A desigualdade como fenômeno humano
“Terá havido no mundo alguma sociedade realmente igualitária na qual as pessoas pudessem desfrutar de maneira semelhante os bens e as oportunidades da vida social?” (COSTA, 2005, p. 247).
Faz parte da natureza cultural humana a organização do espaço onde habita. Tal organização é o que permite a permanência do grupo, entendido como grupo social. No processo de organização do espaço, funções são atribuídas aos membros dos grupos, bem como formas específicas de ação( divisão do trabalho).
 A distribuição dos bens produzidos pelo grupo também se faz de acordo com algumas regras.(idade, sexo, classe)
Desta forma, a resposta à pergunta inicial é negativa. Parece que em todas as sociedades humanas sempre existiram formas de discriminar indivíduos ou grupos de indivíduos. Portanto, a discriminação faz parte do um processo humano de classificação, o que permite a organização e a sobrevivência das sociedades.
Se a resposta à pergunta inicial é tão óbvia como nos faz parecer, por que insistimos nela e por que está atrelada às ideias de pobreza e exclusão?

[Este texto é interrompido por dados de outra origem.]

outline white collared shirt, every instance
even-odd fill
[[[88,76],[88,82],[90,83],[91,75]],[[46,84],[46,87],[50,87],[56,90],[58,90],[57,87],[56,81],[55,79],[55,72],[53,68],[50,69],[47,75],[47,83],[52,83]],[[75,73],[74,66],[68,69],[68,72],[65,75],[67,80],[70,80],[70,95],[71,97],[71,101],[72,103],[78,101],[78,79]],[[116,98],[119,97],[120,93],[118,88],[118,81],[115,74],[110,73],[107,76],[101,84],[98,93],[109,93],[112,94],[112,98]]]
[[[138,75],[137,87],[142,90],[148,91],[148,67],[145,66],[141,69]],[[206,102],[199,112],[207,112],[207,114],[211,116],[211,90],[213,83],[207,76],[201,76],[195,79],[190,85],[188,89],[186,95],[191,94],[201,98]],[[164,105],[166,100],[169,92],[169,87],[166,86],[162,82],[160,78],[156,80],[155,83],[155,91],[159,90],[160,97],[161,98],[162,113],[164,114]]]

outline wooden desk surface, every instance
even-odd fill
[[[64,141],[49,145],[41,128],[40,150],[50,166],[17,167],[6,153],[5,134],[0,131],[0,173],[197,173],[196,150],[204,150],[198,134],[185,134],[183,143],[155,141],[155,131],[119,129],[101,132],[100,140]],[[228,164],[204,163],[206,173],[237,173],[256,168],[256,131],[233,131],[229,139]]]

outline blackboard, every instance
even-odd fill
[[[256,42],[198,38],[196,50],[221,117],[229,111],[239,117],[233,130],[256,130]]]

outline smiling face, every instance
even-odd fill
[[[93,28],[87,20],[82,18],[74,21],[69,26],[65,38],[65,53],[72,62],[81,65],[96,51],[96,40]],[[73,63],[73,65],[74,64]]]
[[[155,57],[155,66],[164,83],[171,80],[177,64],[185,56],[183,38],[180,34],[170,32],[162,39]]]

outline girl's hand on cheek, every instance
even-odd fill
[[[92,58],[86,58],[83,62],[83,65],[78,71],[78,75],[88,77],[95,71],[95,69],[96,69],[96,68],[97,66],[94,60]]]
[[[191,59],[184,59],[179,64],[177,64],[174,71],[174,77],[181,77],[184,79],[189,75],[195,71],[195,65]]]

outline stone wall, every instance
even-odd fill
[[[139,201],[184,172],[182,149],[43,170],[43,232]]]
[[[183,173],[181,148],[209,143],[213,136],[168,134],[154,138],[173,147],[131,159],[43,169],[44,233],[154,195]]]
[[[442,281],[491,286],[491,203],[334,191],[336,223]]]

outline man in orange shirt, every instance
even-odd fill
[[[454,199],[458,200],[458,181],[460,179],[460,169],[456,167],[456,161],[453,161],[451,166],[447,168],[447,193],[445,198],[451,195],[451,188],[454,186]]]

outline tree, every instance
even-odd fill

 Na realidade, o problema fundamental não é a discriminação no sentido classificatório, mas as consequências destas classificações. A questão se torna, de fato, um problema quando distinção e discriminação se tornam inequivalências.
Ao fenômeno da discriminação soma-se a função valorativa expressada pelo sentido de equivalência ou inequivalência atribuído a um elemento do sistema social. Ao que parece, à medida que as sociedades se tornam mais complexas, as fronteiras da igualdade pretendida vão se tornando cada vez mais distantes.

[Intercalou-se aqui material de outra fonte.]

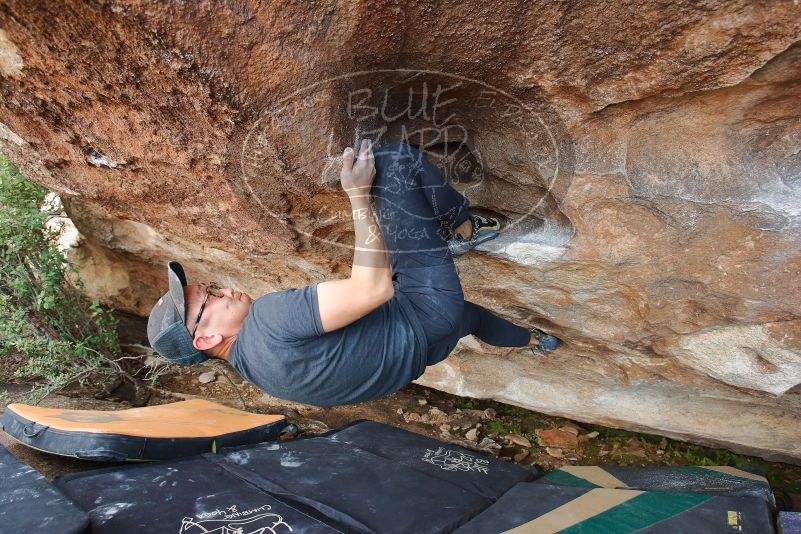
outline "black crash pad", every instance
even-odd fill
[[[88,525],[82,510],[0,445],[0,532],[79,534]]]
[[[324,532],[323,524],[340,532],[434,534],[452,531],[506,489],[534,478],[529,469],[407,434],[364,421],[322,436],[68,475],[56,484],[89,511],[98,533],[188,534],[193,531],[179,527],[219,509],[239,514],[230,519],[269,511],[295,533]],[[402,451],[391,453],[399,444]],[[260,532],[248,528],[243,532]]]
[[[521,483],[458,534],[770,534],[758,497]]]
[[[584,488],[638,489],[713,493],[730,497],[759,497],[771,508],[776,506],[765,473],[756,467],[566,466],[551,471],[539,479],[539,482]]]

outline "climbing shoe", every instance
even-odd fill
[[[450,250],[452,256],[461,256],[465,252],[476,248],[478,244],[495,239],[501,233],[500,221],[492,217],[470,215],[470,222],[473,225],[473,233],[470,239],[464,239],[453,234],[451,239],[448,240],[448,250]]]
[[[552,336],[551,334],[547,334],[539,328],[532,328],[529,330],[529,332],[531,332],[531,334],[537,338],[537,344],[533,347],[529,347],[531,352],[534,354],[556,350],[556,347],[558,347],[561,343],[559,338]]]

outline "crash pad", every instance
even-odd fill
[[[763,499],[771,508],[776,505],[768,479],[756,467],[565,466],[551,471],[539,482],[585,488],[750,496]]]
[[[82,510],[0,445],[0,532],[79,534],[88,526]]]
[[[98,461],[168,460],[272,441],[282,415],[252,414],[193,399],[118,411],[10,404],[2,428],[35,449]]]
[[[757,497],[520,483],[458,534],[769,534]]]
[[[212,531],[223,524],[210,519],[273,513],[292,532],[327,532],[326,527],[439,534],[534,476],[530,469],[379,423],[363,421],[342,431],[66,475],[56,484],[88,511],[92,532],[98,533],[189,533],[194,524]],[[396,445],[390,438],[406,443],[402,453],[390,453]],[[356,441],[373,442],[371,448],[383,455],[351,443]],[[493,489],[478,491],[481,481]],[[260,525],[226,527],[226,532],[290,531],[258,530]]]

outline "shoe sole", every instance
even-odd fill
[[[463,255],[463,254],[465,254],[467,252],[470,252],[471,250],[476,248],[481,243],[486,243],[490,239],[495,239],[499,235],[501,235],[501,233],[496,231],[495,234],[493,234],[493,235],[488,235],[488,236],[485,236],[485,237],[483,237],[481,239],[477,239],[475,241],[467,241],[467,242],[464,243],[464,245],[466,245],[465,248],[463,250],[459,250],[458,252],[454,252],[454,249],[452,247],[450,247],[450,246],[448,247],[448,249],[450,250],[452,256],[461,256],[461,255]],[[457,246],[459,246],[459,245],[457,245]]]

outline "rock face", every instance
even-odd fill
[[[90,292],[163,262],[347,276],[344,146],[406,137],[508,230],[419,382],[801,462],[801,4],[0,0],[0,149],[65,200]]]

Por que a pobreza choca e incomoda?
Se, como vimos, não há sociedade (humana e não humana) sem organização, o que implica distinção e discriminação, por que algumas posições na estrutura da sociedade nos causam desconforto?
Se distinção e discriminação implicam em acessos desiguais aos bens produzidos pelo grupo, se são fenômenos presentes desde sempre nas sociedades humanas, por que nos incomoda ou nos choca a constatação de que parcelas da população não têm acesso a estes bens?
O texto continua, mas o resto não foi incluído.